LORETTA ZEN CINQUE MESI DOPO IL DELITTO DI COGNE

Ma il 2002 fu l’anno di un altro terribile omicidio, quello della piccola Vittoria. Aveva solo 8 mesi. La madre, Loretta Zen di Santa Caterina Valfurva, il 12 maggio la mise nel cestello della lavatrice insieme ai panni sporchi e attivò il lavaggio, uccidendola. Il padre, tornato a casa con l’altra figlia di 11 anni, fece la terribile scoperta. Il caso fece grande sensazione a causa anche della prossimità con l’omicidio del piccolo Samuele. Erano passati, infatti, solo cinque mesi. Un anno e mezzo dopo, al termine del processo con rito abbreviato, fu ritenuta non imputabile dal giudice delle udienze preliminari del tribunale di Sondrio, perché incapace di intendere e volere. Nel 2005 l’orrore arrivò da Merano. Christine Rainer uccise il figlio di 4 anni, Julian, a coltellate. Nove, in rapida successione, a cuore, torace, collo e sotto la nuca. In pochi secondi il bambino non c’era più. Poi pulì il corpo e lo rivestì con una maglietta nuova. I soccorritori lo trovarono supino, in cucina, tra il lavello e la porta del balcone, con le gambe leggermente divaricate e il capo reclinato. La vicenda fece scalpore anche per il tentato suicidio in commissariato. Un caso simile nel 2013, a Carovigno. Francesca Sbano, 29 anni, avvelenò la figlioletta di 3 anni con un diserbante. La piccola, però, presentava anche ecchimosi al collo, forse segni di un tentativo di strangolamento. Prima di portare a termine il suo piano omicida, la mamma scrisse cinque lettere, ai suoi genitori, ai suoceri e al marito, con cui i litigi erano diventati sempre più violenti. Dopo il terribile delitto si lanciò dal balcone. Non morì sul colpo, ma il giorno dopo.
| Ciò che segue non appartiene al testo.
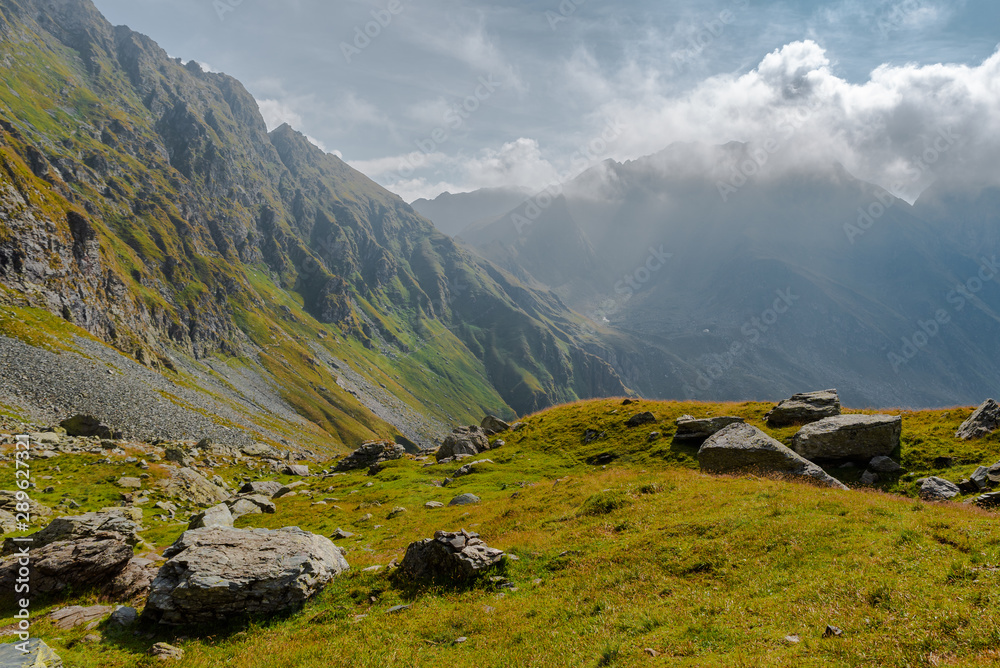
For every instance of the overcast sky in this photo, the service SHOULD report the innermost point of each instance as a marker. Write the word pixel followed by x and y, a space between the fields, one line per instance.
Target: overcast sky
pixel 456 95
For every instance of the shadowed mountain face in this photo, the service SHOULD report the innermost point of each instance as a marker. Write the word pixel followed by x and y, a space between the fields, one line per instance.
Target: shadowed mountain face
pixel 800 277
pixel 144 201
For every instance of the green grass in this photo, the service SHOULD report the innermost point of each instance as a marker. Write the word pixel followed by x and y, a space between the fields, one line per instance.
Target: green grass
pixel 645 552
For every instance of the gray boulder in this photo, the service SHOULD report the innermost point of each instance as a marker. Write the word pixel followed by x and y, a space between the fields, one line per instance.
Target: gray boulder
pixel 88 562
pixel 454 556
pixel 78 527
pixel 250 504
pixel 266 488
pixel 884 465
pixel 193 487
pixel 39 655
pixel 694 431
pixel 216 516
pixel 938 489
pixel 469 441
pixel 470 468
pixel 743 447
pixel 494 425
pixel 804 408
pixel 371 455
pixel 218 574
pixel 849 437
pixel 464 500
pixel 983 422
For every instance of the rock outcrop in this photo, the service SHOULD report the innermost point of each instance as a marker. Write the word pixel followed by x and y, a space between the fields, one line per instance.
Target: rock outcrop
pixel 79 527
pixel 804 408
pixel 693 431
pixel 938 489
pixel 743 447
pixel 983 422
pixel 493 425
pixel 218 574
pixel 451 556
pixel 82 563
pixel 469 441
pixel 861 437
pixel 371 455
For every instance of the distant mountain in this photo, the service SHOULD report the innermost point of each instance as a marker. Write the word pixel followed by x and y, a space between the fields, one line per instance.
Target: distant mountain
pixel 801 277
pixel 453 214
pixel 144 201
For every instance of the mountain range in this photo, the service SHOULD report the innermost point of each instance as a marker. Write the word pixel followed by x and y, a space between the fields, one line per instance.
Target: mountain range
pixel 145 204
pixel 720 281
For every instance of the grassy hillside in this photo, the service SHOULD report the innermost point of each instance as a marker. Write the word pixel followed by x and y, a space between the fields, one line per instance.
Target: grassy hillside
pixel 644 552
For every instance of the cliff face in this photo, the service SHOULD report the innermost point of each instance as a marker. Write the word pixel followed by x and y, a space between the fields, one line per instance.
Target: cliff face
pixel 144 201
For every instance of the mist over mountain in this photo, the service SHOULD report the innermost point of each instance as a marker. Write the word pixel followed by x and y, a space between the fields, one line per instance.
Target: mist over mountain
pixel 731 272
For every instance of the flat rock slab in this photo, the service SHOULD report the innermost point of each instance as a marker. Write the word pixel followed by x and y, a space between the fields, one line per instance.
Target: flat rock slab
pixel 39 655
pixel 743 447
pixel 454 556
pixel 218 574
pixel 849 437
pixel 696 431
pixel 804 408
pixel 983 422
pixel 76 615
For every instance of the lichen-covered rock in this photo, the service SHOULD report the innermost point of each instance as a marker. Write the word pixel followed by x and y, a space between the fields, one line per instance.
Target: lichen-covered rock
pixel 695 432
pixel 743 447
pixel 82 563
pixel 218 574
pixel 78 527
pixel 804 408
pixel 469 441
pixel 983 422
pixel 861 437
pixel 493 425
pixel 371 454
pixel 188 484
pixel 455 556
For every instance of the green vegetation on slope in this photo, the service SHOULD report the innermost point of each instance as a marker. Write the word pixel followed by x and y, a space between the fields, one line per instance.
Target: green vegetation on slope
pixel 645 552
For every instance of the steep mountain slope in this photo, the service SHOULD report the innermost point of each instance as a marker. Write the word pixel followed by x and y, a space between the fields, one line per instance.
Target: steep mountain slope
pixel 453 213
pixel 143 201
pixel 798 277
VERONICA PANARELLO E IL CASO LORIS

L’ultimo caso, come Martina Patti, di mamme che uccidono i propri figli e che ha sconvolto l’Italia è quello di Veronica Panarello. Nel 2014 a Santa Croce Camerina (Ragusa) venne trovato in un canalone il cadavere di Loris Stival, di cui la madre aveva denunciato la scomparsa alcune ore prima. La donna, che lanciò una serie di false accuse lanciate anche nei confronti del suocero, ha cambiato spesso versione. Inizialmente si dichiarò del tutto estranea, poi parlò di un capriccio del bambino per il quale avrebbe reagito male, ritrattando con una nuova versione secondo cui sarebbe stato il bambino a strangolarsi senza accorgersene, quindi dopo aver trovato il corpo senza vita, se ne sarebbe liberata temendo la reazione del marito. Versioni ritenute inverosimili: le indagini hanno accertato che uccise il figlio strangolandolo con delle fascette di plastica. Ora sta scontando i 30 anni di pena che le sono stati inflitti, ma non ha mai spiegato le ragioni di quel terribile delitto. Ora un altro mistero, un altro blackout, a Mascalucia, in provincia di Catania. Ma le indagini sono appena cominciate e non si possono escludere colpi di scena, come il coinvolgimento di un complice da parte di Martina Patti, ipotesi non esclusa dagli inquirenti, la cui inchiesta è fondamentale per fare chiarezza sull’omicidio della piccola Elena Del Pozzo.